High levels of graduate debt in England may soon deter many poorer students from attending university, Jeremy Corbyn has warned.
In a speech to the British Chambers of Commerce, the Labour leader said that the country could soon face a “shortage” of undergraduates because young people would be put off by graduate debts that will “last a lifetime”.
Highlighting an Institute for Fiscal Studies report published on 5 July that said poorer graduates face overall debts of £57,000 after leaving university, Mr Corbyn said that this debt burden “risk[s] deterring working-class students, meaning talent wasted and potential untapped”.
“Not everybody can access the Bank of Mum and Dad to go to university,” Mr Corbyn told representatives of business leaders on 6 July.
“Our plans for a high-skilled, high productivity economy rely on a large graduate workforce and that means no one should be discouraged from going to university because of debt."
Laying out plans to invest £5.6 billion in a “national education service” by increasing corporation tax to 26 per cent, Mr Corbyn said that it was unfair that graduates should be saddled with such high debts.
“We cannot go on with people getting £50,000 or £60,000 in debt,” he said, adding that “there will be a shortage of people going to university because they cannot countenance the idea of that much debt”.
In his address, Mr Corbyn highlighted Labour’s manifesto promise to scrap tuition fees at a cost of £11 billion a year, which is credited with the surge in Labour’s support in June’s general election.
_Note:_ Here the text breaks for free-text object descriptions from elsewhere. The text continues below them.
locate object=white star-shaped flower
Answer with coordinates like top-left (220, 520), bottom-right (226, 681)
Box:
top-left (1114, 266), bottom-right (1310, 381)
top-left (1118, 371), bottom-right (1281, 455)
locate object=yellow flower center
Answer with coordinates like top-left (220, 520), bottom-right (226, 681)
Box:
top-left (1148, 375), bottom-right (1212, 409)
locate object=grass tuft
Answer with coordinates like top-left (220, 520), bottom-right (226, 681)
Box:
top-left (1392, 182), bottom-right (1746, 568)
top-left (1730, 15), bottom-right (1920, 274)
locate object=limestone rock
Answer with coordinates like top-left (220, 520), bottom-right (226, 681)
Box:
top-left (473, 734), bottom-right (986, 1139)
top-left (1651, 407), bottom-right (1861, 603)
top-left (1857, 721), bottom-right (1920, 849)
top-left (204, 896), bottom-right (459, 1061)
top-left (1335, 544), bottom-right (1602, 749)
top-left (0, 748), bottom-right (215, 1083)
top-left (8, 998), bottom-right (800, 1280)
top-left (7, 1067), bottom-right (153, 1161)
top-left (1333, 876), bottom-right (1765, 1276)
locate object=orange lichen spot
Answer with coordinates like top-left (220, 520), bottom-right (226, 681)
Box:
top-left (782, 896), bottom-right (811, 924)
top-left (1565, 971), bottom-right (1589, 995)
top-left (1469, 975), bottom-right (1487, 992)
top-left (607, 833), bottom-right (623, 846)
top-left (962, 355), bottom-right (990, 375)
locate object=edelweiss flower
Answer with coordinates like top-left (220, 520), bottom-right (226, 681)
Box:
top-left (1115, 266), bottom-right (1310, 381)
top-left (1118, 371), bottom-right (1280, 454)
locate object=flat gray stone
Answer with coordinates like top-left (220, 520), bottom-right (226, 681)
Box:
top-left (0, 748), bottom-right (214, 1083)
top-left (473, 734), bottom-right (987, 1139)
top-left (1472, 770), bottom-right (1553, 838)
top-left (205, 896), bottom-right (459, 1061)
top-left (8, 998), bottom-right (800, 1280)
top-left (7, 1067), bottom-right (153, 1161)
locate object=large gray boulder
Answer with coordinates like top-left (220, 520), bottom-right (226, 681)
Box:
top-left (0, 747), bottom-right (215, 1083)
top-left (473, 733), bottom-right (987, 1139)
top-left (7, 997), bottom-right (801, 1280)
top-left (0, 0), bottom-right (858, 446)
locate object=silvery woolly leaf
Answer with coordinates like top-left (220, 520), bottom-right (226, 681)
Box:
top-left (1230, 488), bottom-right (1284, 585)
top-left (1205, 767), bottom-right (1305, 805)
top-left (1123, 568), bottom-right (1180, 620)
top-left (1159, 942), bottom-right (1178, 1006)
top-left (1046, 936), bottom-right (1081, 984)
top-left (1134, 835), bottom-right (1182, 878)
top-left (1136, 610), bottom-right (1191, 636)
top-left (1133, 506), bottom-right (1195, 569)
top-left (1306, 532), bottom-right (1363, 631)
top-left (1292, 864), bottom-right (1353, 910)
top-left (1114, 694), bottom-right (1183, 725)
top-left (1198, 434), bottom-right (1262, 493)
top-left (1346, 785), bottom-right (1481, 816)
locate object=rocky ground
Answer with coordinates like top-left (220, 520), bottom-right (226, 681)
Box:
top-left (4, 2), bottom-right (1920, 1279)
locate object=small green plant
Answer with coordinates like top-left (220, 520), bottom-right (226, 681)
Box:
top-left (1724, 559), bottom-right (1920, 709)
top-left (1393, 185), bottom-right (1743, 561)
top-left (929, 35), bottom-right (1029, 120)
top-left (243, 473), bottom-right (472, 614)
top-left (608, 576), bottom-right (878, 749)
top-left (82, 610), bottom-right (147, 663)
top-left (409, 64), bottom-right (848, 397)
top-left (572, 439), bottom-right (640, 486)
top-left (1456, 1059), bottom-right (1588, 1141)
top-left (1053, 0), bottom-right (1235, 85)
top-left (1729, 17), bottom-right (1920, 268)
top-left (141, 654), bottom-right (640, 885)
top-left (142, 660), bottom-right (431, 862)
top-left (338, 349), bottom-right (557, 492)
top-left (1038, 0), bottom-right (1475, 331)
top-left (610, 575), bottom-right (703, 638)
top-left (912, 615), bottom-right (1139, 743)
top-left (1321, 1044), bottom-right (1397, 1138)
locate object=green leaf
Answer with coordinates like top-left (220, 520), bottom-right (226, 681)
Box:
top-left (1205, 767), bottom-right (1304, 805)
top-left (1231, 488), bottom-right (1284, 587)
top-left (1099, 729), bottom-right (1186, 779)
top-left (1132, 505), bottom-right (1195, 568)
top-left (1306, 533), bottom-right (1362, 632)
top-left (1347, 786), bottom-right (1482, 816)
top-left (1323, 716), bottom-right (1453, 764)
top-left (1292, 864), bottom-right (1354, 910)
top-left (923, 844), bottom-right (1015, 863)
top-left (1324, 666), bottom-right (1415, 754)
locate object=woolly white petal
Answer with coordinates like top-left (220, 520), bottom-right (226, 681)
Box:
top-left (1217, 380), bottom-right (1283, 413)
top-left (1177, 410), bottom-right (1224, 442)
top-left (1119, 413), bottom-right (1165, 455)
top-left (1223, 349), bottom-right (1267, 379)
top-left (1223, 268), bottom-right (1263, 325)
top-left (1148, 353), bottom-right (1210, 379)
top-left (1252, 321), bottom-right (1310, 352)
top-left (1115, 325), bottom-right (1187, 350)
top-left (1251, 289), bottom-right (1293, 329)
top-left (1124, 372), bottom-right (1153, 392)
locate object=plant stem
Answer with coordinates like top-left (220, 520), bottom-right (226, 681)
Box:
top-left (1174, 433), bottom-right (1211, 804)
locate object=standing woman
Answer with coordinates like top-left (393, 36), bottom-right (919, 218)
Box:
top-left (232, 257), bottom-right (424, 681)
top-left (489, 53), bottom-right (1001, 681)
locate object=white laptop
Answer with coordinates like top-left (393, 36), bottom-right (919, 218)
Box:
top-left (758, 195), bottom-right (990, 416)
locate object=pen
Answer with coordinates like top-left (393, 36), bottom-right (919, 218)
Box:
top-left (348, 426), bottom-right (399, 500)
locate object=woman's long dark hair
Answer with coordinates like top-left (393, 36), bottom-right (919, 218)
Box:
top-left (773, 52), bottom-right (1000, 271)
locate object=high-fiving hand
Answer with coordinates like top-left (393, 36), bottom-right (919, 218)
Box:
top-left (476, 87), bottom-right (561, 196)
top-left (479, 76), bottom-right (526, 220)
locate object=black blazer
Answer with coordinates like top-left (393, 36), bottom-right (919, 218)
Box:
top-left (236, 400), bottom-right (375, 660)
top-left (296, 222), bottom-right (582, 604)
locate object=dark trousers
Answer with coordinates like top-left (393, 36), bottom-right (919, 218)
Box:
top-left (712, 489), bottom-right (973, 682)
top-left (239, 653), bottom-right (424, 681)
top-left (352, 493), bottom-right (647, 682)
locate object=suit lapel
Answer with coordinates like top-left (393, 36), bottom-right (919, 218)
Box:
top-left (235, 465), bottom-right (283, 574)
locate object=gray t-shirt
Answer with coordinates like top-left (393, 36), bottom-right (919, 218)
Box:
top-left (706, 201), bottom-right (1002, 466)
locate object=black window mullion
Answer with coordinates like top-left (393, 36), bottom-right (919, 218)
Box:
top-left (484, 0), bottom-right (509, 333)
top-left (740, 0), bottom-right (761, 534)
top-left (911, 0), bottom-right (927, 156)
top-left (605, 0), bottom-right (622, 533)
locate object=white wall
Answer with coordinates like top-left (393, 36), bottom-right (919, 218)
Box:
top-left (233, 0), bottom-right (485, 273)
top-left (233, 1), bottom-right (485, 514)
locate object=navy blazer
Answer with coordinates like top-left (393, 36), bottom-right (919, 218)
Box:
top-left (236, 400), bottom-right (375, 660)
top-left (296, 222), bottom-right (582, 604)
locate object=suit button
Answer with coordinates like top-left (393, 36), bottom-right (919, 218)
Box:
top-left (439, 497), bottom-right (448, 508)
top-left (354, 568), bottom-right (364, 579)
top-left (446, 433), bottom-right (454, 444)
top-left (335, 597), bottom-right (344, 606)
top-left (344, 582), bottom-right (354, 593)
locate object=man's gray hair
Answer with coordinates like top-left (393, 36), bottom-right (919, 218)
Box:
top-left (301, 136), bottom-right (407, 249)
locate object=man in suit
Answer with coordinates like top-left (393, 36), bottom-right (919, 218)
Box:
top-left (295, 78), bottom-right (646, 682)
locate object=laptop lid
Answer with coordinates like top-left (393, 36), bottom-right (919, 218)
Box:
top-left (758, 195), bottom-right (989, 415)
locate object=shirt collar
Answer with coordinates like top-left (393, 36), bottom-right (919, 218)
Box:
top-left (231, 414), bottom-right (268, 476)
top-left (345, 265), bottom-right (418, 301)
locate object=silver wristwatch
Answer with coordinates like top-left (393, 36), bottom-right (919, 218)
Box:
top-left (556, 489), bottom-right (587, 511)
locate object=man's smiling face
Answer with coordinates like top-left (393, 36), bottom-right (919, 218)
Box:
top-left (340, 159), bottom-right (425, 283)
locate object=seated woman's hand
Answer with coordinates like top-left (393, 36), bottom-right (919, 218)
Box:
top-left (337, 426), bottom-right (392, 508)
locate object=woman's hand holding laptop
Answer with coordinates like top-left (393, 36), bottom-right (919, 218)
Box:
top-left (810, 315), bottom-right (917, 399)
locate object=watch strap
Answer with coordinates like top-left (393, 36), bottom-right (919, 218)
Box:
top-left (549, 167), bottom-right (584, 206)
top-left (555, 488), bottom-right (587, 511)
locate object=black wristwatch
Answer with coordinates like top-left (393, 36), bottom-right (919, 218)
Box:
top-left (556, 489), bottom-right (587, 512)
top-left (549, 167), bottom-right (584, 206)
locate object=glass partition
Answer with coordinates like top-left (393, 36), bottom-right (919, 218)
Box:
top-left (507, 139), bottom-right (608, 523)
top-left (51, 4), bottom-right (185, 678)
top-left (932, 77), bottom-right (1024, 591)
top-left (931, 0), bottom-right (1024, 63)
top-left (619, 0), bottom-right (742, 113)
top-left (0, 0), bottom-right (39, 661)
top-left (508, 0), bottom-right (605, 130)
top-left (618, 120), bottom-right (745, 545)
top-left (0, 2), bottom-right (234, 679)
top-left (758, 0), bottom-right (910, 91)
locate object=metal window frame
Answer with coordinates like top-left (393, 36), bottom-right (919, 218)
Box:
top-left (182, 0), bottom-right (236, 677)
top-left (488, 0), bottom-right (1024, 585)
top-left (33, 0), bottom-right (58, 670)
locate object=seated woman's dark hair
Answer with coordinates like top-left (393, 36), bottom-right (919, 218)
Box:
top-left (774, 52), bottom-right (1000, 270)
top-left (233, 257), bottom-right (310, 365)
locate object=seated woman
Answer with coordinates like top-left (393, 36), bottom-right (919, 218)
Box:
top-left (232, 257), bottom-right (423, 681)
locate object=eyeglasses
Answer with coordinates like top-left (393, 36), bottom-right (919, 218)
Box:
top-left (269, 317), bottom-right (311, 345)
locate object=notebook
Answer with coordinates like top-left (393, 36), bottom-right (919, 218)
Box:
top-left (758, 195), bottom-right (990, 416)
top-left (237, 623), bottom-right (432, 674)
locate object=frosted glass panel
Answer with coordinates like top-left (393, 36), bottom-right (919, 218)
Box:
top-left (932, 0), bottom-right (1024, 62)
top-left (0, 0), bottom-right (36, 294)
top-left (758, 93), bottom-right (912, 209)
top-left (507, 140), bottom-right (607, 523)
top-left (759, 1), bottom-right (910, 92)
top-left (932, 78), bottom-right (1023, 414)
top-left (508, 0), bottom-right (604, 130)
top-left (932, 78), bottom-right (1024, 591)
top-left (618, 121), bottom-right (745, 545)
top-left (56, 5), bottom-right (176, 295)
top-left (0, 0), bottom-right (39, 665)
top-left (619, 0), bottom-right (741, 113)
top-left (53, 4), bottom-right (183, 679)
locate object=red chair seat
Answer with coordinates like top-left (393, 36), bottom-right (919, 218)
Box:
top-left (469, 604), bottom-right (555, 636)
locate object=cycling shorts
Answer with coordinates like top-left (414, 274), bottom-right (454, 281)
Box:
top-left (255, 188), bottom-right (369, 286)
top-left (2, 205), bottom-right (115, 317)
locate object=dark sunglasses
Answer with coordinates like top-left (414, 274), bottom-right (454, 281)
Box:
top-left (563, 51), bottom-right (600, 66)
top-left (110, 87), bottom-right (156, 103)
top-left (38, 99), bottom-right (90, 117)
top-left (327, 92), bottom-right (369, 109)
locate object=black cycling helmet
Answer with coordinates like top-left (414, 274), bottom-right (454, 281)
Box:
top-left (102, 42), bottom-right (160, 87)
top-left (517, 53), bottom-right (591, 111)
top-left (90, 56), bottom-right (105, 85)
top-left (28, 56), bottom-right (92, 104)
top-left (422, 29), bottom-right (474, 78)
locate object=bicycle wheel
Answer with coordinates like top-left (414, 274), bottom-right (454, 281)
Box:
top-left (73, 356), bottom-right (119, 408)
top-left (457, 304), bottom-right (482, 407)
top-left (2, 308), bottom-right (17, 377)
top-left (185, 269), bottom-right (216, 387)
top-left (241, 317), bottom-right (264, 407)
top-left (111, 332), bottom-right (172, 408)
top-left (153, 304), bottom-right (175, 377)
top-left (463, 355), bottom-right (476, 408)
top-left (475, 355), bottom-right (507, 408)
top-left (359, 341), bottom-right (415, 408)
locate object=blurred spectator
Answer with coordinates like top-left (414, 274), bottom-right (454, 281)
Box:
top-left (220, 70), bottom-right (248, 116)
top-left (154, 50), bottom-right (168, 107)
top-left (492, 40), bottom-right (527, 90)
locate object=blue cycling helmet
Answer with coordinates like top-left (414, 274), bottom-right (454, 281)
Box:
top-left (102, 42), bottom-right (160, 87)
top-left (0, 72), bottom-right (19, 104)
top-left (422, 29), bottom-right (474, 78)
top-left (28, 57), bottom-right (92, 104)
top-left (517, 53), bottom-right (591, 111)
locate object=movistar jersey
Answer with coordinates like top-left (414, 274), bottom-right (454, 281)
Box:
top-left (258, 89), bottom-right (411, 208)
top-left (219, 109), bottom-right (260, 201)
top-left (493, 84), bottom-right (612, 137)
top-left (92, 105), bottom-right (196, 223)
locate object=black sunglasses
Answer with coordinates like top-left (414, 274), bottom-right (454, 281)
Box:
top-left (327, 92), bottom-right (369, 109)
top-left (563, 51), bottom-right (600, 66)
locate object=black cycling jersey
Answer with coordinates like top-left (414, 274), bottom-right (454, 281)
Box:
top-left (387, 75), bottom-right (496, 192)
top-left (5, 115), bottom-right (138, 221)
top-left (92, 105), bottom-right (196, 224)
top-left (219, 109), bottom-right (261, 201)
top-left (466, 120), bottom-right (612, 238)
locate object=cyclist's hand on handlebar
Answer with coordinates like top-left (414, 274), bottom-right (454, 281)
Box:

Labour, said Mr Corbyn, was “not just an opposition but a government-in-waiting”.
The popularity of this promise has prompted one Cabinet minister, Damian Green, to suggest the need for a “national debate” about tuition fees, saying that student debt was a “huge issue” for the Conservative government. Jo Johnson, the universities minister, has defended the student loans system as “fair”, but has refused to be drawn on whether loan interest rates, which will rise to 6.1 per cent in September, will be reviewed.
Speaking to Times Higher Education, Mr Corbyn said that he believed a national debate about tuition fees would recognise that they “act as a deterrent”.
Asked why he felt the current student finance system was putting off students despite near-record full-time undergraduate enrolments in 2016-17, he said: “Look at the number who are dropping out and their income levels.
“Look at the hardship that many families are going through, having to remortgage their homes to pay for their [children’s] education – somewhere along the line these debts start to stack up.”
Mr Corbyn’s comments, however, were dismissed by Vince Cable, the Liberal Democrat MP for Twickenham, who was in charge of higher education as business secretary from 2010 to 2015.
“What the leader of the opposition is proposing is incredibly popular, but it is foolish and dangerous,” Mr Cable told business leaders. “The problem is how the hell else do you fund universities, which are expensive institutions to run,” he said, adding that the country is in a “dangerous place about funding”.
Scrapping university tuition fees was also unfair on the 60 per cent of young people who do not attend higher education, Mr Cable added.
“There is an enormous clamour to provide big, big subsidies to relieve a well-off part of the population who go to university and it will be at the expense of the 60 per cent who do not,” he said.